NRA Enemies, Rolling Stone Friends
http://www.rollingstone.com/politics/pictures/nra-enemies-rolling-stone-friends-20130219
What does it take to secure a spot on the National Rifle Association's enemies list? Appearing on the cover of Rolling Stone doesn't hurt
NRA Enemies, Rolling Stone Friends
When the National Rifle Association's angry list of famous people and organizations that have lent "notoriety to anti-gun causes" surfaced the other week, we here at Rolling Stone took a keen interest and not just because our magazine was itself singled out among the publications that have supposedly "assisted in the attack on Second Amendment rights." (The NRA has since removed the enemies list from its website.

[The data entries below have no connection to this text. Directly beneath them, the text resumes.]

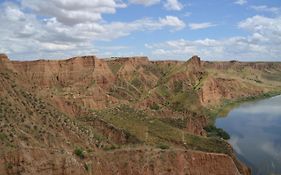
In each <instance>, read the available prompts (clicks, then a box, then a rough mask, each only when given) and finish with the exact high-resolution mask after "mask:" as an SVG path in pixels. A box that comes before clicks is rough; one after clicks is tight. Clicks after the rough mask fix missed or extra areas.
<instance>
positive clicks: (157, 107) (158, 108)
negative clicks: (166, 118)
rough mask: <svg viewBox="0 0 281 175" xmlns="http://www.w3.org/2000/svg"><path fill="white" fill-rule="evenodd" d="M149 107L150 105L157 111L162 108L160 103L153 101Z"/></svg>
mask: <svg viewBox="0 0 281 175" xmlns="http://www.w3.org/2000/svg"><path fill="white" fill-rule="evenodd" d="M149 107H150V109H152V110H156V111H157V110H159V109H160V107H159V105H158V104H156V103H152V104H151V105H150V106H149Z"/></svg>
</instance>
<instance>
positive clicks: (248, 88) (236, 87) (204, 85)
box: [200, 77, 263, 106]
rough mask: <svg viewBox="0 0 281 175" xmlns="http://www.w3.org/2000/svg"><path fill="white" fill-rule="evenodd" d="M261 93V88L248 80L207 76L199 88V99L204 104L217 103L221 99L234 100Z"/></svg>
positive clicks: (259, 93) (219, 100) (218, 103)
mask: <svg viewBox="0 0 281 175" xmlns="http://www.w3.org/2000/svg"><path fill="white" fill-rule="evenodd" d="M241 89H243V90H241ZM262 93H263V90H262V89H260V88H259V87H257V86H255V85H253V84H249V83H248V82H241V80H240V81H239V80H236V79H226V78H213V77H209V78H208V79H207V80H206V81H205V82H204V84H203V86H202V88H201V92H200V101H201V103H202V104H203V105H204V106H208V105H217V104H220V103H221V102H222V100H236V99H240V98H245V97H250V96H258V95H260V94H262Z"/></svg>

It lives on here.)
Like many in the media, we were initially wowed by the extreme lengths that the NRA is determined to hold a grudge. Why would any self-respecting enemies list published in 2013 include Motown stars the Temptations, 1980s Olympic gymnast Mary Lou Retton or 97-year-old author Herman Wouk?
But as we puzzled over the individuals deemed most threatening to the gun lobby, we were struck by an odd symmetry. In some cosmic sense, is Rolling Stone is the yin to the NRA's yang? Literally dozens and dozens of the NRA's enemies have not only been profiled in the pages of Rolling Stone, they've been celebrated on our cover. 61 enemies in all.